A Guide To Help You Play Better Jazz Piano
History and overview:
“House Of Jade” is one of the great Wayne Shorter jazz compositions from the 1960s. Even though Wayne was part for Miles Davis’ group for much of this time, he recorded many albums as a leader. But since these groups were only assembled for the recordings, Shorter didn’t perform these songs live. (“Footprints” is a notable exception, because Shorter also played it with Davis.) Many other musicians, however, wanted to enjoy playing these tunes for themselves, and many have become jazz standards in their own right.
Shorter recorded “House Of Jade” in 1965 on his album “Juju.” The melody is simple to learn, but the chromatic chord progression can be challenging to improvise on. (For an effective way to practice this, see my suggestions below.)
Here are some recommended recordings/videos:
(for international readers who may not have access to these YouTube links, I’ve indicated the original album names wherever possible so you can listen to them on music streaming services, etc.)
Wayne Shorter: Juju
Chet Baker Trio: En vivo en Montmartre Jazzhus, 1979
Musical ideas and jazz piano practice tips:
Improvising over Wayne Shorter’s chord progressions can often be challenging, so let’s try a little experiment to get started with “House Of Jade.”
Begin my putting aside the chords for a minute and simply play the melody for the first 8 bars, slowly. Play it again, a few more times, and just listen to it. Do you notice anything? For one thing, it doesn’t seem complex when you take away the chords. It’s just a diatonic melody, meaning that it’s all in one scale. (Except for the A natural pickup note, every note is part of the C Natural Minor scale, which is the same as the key signature.) The melody, by itself, doesn’t sound so complex.

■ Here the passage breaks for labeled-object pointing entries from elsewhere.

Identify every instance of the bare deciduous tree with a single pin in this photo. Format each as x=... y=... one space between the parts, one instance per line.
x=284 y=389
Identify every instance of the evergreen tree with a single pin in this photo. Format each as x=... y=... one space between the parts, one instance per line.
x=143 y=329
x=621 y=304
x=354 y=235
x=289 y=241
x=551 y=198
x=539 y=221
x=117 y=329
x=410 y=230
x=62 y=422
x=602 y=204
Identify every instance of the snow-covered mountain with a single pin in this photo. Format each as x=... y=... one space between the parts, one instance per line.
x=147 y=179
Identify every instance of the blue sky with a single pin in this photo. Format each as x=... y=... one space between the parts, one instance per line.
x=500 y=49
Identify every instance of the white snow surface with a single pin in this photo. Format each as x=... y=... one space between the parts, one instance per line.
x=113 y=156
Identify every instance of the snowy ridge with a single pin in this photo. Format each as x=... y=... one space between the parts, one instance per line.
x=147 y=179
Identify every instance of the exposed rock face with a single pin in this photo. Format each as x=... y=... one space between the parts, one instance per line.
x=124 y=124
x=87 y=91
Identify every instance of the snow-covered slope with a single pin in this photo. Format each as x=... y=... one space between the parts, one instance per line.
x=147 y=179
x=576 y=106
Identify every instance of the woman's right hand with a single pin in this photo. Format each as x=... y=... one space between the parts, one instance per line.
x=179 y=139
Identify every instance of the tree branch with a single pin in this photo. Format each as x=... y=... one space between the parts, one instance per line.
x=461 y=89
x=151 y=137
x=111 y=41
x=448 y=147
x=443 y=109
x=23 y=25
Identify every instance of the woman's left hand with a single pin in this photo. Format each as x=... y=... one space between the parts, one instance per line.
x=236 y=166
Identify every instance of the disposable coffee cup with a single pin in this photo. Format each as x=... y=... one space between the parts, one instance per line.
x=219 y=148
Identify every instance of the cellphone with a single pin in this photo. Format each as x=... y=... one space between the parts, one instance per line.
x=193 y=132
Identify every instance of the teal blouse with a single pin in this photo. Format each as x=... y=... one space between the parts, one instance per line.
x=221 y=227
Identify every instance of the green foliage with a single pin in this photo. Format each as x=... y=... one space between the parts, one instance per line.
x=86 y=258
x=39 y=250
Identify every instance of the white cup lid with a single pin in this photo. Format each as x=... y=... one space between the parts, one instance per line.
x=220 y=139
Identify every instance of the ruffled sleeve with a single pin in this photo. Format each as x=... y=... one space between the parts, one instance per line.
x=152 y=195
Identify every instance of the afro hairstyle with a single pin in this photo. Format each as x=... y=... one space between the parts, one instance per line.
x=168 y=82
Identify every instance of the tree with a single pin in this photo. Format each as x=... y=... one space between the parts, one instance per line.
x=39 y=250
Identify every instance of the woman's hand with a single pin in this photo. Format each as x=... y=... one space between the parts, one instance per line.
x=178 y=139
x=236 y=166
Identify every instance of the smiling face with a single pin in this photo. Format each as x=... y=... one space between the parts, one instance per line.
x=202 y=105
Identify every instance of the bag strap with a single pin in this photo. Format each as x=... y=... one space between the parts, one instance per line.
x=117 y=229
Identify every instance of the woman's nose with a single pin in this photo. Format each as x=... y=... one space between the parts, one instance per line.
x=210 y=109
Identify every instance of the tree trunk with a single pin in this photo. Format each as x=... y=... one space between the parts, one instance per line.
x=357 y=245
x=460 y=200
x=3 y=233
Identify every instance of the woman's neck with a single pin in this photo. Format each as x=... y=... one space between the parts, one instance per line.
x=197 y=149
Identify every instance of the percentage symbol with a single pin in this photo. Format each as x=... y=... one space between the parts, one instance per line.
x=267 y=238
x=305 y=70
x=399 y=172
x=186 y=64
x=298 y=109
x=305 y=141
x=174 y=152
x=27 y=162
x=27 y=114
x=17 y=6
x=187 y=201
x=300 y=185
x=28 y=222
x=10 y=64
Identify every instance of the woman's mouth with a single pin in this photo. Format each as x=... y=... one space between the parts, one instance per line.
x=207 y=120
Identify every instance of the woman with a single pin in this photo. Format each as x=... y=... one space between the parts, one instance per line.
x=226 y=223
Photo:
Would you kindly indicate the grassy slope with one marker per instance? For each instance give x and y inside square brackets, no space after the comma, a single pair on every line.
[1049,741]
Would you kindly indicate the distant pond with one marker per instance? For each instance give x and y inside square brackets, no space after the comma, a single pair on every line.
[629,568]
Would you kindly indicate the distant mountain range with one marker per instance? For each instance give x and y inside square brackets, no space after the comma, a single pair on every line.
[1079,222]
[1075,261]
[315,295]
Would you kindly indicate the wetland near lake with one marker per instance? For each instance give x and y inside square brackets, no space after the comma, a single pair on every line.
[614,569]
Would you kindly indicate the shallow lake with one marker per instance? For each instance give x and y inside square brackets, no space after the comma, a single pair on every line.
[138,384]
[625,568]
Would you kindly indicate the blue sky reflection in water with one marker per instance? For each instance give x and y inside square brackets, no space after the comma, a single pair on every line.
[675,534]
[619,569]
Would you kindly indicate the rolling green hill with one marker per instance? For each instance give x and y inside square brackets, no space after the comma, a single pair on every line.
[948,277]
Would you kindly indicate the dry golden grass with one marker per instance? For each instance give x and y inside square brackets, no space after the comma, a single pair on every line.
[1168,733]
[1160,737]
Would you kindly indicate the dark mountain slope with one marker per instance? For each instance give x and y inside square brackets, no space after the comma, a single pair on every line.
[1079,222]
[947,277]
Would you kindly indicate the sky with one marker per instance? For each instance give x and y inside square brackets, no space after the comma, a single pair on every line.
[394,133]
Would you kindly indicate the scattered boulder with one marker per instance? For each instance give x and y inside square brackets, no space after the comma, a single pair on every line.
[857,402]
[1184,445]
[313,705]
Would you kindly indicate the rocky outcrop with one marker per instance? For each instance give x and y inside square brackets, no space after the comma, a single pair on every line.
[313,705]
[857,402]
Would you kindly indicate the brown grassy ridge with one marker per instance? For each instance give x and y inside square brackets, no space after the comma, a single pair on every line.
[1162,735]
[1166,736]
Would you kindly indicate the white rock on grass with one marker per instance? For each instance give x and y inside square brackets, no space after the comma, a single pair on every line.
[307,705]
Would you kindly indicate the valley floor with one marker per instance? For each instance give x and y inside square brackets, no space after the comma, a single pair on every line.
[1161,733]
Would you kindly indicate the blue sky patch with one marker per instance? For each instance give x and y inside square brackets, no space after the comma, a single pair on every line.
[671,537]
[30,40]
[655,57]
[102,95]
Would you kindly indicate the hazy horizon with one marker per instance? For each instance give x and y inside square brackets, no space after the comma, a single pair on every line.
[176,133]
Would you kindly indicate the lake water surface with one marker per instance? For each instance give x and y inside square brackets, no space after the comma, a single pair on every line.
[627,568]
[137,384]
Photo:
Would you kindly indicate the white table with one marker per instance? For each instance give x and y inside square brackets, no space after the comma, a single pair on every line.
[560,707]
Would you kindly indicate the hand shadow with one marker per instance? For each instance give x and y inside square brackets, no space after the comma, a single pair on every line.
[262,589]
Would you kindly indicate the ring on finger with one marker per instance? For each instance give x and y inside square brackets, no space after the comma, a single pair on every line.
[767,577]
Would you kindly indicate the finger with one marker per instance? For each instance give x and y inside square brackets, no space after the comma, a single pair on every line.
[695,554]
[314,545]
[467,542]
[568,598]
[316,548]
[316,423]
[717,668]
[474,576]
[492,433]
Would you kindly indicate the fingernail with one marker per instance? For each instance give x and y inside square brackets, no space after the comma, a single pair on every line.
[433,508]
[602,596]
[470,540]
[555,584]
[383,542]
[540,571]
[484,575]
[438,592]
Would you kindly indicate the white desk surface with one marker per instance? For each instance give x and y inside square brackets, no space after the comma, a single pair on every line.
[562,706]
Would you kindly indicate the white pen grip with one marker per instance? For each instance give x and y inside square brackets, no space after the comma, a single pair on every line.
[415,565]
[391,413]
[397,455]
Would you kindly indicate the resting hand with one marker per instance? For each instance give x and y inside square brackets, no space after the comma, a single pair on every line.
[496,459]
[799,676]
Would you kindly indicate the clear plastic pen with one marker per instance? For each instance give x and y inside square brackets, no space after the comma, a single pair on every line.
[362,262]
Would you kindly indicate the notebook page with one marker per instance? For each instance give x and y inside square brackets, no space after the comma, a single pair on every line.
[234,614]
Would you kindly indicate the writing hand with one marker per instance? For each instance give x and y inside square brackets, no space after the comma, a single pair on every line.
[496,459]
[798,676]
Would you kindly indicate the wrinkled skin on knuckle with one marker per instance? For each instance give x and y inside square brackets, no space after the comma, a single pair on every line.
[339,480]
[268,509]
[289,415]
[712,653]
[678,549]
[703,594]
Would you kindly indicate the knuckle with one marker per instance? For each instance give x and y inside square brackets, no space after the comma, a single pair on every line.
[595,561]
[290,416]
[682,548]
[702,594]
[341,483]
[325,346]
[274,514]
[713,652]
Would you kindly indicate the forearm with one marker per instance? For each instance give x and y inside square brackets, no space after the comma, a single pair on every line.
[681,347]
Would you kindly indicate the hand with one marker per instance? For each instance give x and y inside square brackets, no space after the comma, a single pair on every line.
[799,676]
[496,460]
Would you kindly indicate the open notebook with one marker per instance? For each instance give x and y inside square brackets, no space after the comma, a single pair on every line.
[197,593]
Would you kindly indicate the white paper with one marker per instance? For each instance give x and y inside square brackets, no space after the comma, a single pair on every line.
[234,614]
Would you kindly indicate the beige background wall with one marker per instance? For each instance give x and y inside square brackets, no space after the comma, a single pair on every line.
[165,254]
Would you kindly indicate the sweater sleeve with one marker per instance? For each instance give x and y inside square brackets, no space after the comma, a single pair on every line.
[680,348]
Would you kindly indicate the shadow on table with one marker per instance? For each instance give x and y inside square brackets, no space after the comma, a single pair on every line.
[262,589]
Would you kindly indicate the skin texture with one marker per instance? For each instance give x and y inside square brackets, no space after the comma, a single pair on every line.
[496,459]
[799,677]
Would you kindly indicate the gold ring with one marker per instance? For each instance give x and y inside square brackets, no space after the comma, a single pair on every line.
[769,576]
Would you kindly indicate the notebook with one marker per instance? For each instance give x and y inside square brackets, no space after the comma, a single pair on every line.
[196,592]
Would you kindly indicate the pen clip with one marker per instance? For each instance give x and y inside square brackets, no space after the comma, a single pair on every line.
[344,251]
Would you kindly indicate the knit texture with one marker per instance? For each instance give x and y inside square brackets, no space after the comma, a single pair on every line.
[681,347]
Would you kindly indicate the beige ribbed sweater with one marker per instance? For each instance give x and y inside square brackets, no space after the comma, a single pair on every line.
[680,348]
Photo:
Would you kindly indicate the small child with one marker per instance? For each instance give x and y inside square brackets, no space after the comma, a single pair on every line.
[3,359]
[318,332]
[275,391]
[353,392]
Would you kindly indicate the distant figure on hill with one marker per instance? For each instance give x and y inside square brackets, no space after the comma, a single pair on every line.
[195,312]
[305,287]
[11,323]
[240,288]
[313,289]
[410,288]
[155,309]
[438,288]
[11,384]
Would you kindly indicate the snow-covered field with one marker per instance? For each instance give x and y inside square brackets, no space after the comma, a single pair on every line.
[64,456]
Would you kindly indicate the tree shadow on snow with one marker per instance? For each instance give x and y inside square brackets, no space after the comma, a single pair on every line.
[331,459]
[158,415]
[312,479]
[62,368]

Now, improvise a little in the same style of the melody, staying within the C Natural Minor scale. Improvise your own melodies without trying to sound too “jazzy.” It’s pretty easy, right? Then come back to the written melody and play it again.
Before we add Shorter’s harmonization, ask yourself what chords would be the most obvious ones to use with this melody? Probably Fm7, Gm7, EbMaj7, Cm7, and other chords that are in the key of C minor. Try playing some of these with your left hand while your right hand plays the melody. Repeat this a few times until you’ve come up with something you like. (Or you can change it each time. Either one is OK.)
Now here’s my point:
Play Shorter’s chords with the melody and listen to how different it sounds.
He’s taken this simple, diatonic melody and made it sound “modern,” “exotic,” “jazzy,” or anyway else you want to describe it. But the melody itself is simple and all in one key.
This is a big clue as to how we can improvise over a tune like “House Of Jade.” If we had started by looking at the chords alone, we’d find it difficult to improvise melodic lines with all that chromaticism going on. Wayne has used chords that aren’t in the key of Cm, and each one implies a different scale or mode. This would be a lot to think about!
One of the hallmarks of Shorter’s improvisational technique, along with his colleagues such as pianist Herbie Hancock, is how he is able to weave a real melody through this type of complex chord progression. He’s shown us how to do this, with his melody, and we can use this technique when improvising, too.
To practice this, slow down the tempo and practice it as a ballad so you have time to think and can hear everything very clearly. Then start improvising simple, diatonic lines over the chord progression as it’s written. What you can do it to identify the mode or scale associated with each chord and only use the notes in it which are also in the C Natural Minor scale. This is, after all, exactly what Wayne did when he composed the melody. Once you can do this comfortably at the ballad tempo, you can start playing it a little faster as a slow swing pace.
This is a great way to “get inside” the style of this music and play it like it’s creators did. And then, yes, you can also bring in all those other notes in each mode, and it will still sound good and within your control.
In summary, the simple activity of playing the melody without the chords shows us a possible approach to improvising over the chords to “House Of Jade.”
Enjoy the journey, and “let the music flow!”